L'evento del giorno e' una tradizione recente (anche su scala canadese) che viene organizzato nella Greenbelt dai contadini locali; ci sono gli stand degli artigiani locali, quelli dei contadini e quelli immancabili di cibo-spazzatura, ma non in quantita' abissale. E ci sono due palchi, uno principale e un altro, piccolo e male attrezzato, che serve esclusivamente come elemento di distrazione mentre i tecnici spogliano e rivestono il main stage.

Sono con un amico, una sua amica e la figlia (di forse sei anni, forse meno) dell'amica; siamo venuti a vedere Gordon Lightfoot, e mi si perdoni l'ignoranza ma non l'avevo mai sentito nominare prima: per i miei compagni d'avventure ovviamente e' una leggenda e mi diranno piu' volte che lo stesso Bob Dylan lo considera il suo cantautore preferito. Non ho il coraggio di dire ad alta voce che Bob Dylan e il folk-nordamericano in generale mi annoiano come pochi.

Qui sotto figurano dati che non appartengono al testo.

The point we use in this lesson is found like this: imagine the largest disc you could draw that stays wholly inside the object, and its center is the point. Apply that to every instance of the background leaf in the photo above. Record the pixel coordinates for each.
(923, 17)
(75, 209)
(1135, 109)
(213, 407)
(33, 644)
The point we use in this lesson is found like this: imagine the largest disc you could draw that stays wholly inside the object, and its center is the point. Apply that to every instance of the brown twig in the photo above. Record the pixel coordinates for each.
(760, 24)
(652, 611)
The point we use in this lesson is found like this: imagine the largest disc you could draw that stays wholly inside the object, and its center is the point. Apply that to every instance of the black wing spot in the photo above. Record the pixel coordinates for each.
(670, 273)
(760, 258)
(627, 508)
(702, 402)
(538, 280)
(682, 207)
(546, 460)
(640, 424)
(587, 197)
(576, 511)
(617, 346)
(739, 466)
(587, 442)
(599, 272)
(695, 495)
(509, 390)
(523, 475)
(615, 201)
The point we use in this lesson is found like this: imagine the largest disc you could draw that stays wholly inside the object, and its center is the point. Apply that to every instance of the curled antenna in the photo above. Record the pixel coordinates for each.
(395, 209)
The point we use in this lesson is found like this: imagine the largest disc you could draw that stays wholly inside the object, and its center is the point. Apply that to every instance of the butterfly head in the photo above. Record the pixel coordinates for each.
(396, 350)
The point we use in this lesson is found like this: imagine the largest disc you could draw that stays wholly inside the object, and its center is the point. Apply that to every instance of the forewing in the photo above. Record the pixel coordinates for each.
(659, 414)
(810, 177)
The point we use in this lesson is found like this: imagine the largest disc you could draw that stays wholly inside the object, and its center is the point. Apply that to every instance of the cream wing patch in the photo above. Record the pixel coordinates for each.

Arriviamo a meta' pomeriggio anche se qui si e' iniziato a suonare gia' da varie ore, parcheggiamo, mamma e figlia vanno a pescare e le ritroveremo piu' tardi, io e il mio amico facciamo un pigrissimo giro per gli stand e in riva a un minuscolo laghetto e poi ci andiamo a sedere sull'erba a gustarci la musica. Sui palchi si susseguono vari gruppi di interesse variabile tra lo zero e l'epsilon ma la situazione complessiva e' talmente piacevole che va bene cosi'.

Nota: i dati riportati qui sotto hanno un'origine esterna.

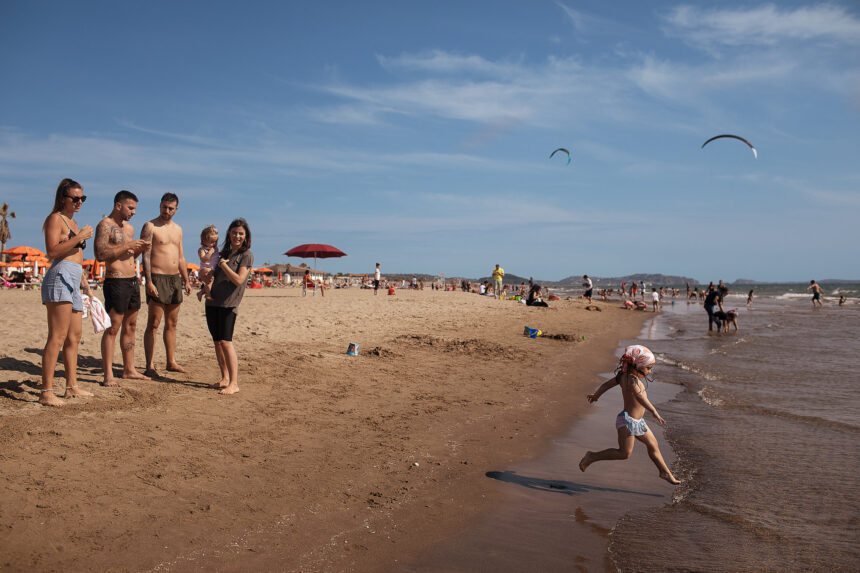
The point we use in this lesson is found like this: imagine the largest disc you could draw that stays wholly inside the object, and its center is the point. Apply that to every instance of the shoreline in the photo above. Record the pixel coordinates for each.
(312, 465)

Ad un certo punto sul palco principale sale un duo gradevole, due chitarre, una acustica e una elettrica, due voci ben amalgamate; sul momento non propongono niente di diverso da quanto li ha preceduti, ma nel finale dell'ultimo brano partono con una coda acustico-noise da brivido ed e' magia. Mi alzo e vado alla ricerca della scaletta della giornata: Gregory Alan Isakov e' il nome che cerco. Hanno fatto troppe cose perche' il tubo mi permetta di ritrovare il brano in questione... peccato.

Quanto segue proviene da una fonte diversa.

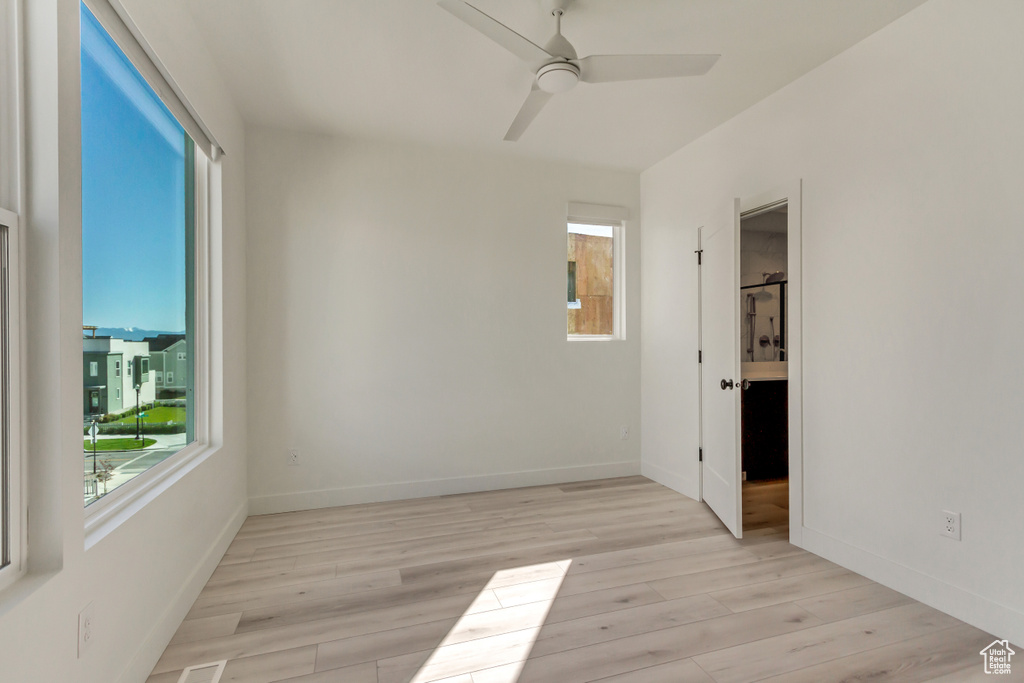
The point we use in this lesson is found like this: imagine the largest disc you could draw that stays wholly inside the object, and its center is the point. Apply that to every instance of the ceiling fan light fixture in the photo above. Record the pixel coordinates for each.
(558, 77)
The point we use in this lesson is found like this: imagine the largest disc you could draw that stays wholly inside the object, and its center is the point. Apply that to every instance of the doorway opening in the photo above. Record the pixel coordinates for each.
(764, 327)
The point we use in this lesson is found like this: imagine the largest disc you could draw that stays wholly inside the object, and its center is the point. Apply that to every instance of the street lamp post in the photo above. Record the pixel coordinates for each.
(138, 428)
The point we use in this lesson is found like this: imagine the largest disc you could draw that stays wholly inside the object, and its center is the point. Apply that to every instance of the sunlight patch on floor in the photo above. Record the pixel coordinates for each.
(492, 640)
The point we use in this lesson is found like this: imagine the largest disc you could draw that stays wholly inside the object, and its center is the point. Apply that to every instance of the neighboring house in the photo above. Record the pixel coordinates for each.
(169, 365)
(111, 369)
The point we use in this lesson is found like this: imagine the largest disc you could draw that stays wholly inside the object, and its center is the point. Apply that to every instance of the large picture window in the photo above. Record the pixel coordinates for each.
(138, 290)
(591, 280)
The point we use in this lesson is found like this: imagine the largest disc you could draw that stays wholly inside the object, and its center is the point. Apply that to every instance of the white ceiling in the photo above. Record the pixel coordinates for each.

Facciamo una pausa-merenda allo stand eritreo/etiope, mangiando un curioso piatto a base di mais e carne al sugo piccante accompagnato da due samosa: sembra piu' che altro un misto messicano-indiano, ma e' abbastanza buono da farci dimenticare l'assurdita' della cosa.

Dopo un po' sul palco piccolo sale un gruppo di nativi americani con tanto di copricapi pennuti e ci avviciniamo per sentire meglio: il mio amico in passato ha vissuto per un periodo insieme ai nativi americani e conosce la loro cultura in modo ovviamente piu' profondo di chiunque io abbia mai incontrato prima. Mi dice una cosa come "This song may have thousands of years" e quel che piu' mi colpisce in questa frase e' l'utilizzo della parola "song", canzone. Non sono versi a caso, sono parole nella loro lingua; questa canzoni parlano della terra, del Grande Spirito, delle foreste, dei laghi, di una ragazza da sposare. Sono canzoni vere e proprie. Antichissime.
E penso che da quell'altro lato dell'Atlantico, quello da dove vengo io, forse milleni fa si cantavano lo stesso tipo di canzoni, con strumenti altrettanto rudimentali quanto non del tutto assenti. Lo strumento era la voce, il tempo era tenuto con le mani su rozzi tamburi, ma si cantava gia' allora, chissa', magari addirittura nelle caverne. L'uomo canta perche' ha la necessita' intima di dare corpo e anima a quei pensieri che non sa esprimere: canta di cio' che conosce, perche' non si puo' cantare d'altro, ma canta e si libera.
Eppure da quell'altro lato dell'Atlantico c'e' stata un'evoluzione che qui e' mancata completamente.
Il Mediterraneo ha permesso scambi rapidi, e la' dove c'e' lo scambio di idee c'e' crescita, e gli strumenti evolvono e con essi evolve la musica. Il desiderio di comunicazione rimane lo stesso: sono i mezzi e i linguaggi a cambiare. E' cosi' da sempre, e' nella natura umana.
Questo popolo, i nativi americani, i conquistati e distrutti dalla follia inglese (gli spagnoli e i portoghesi in un qualche modo si sono integrati, gli inglesi mai: ovunque sono andati hanno fatto carne di porco di tutto cio' a loro preesistente, specie in nord America) ovviamente hanno chiuso a riccio la loro societa' e ne hanno preservate immutate abitudini e le canzoni.
Questo pensiero mi colpisce profondamente.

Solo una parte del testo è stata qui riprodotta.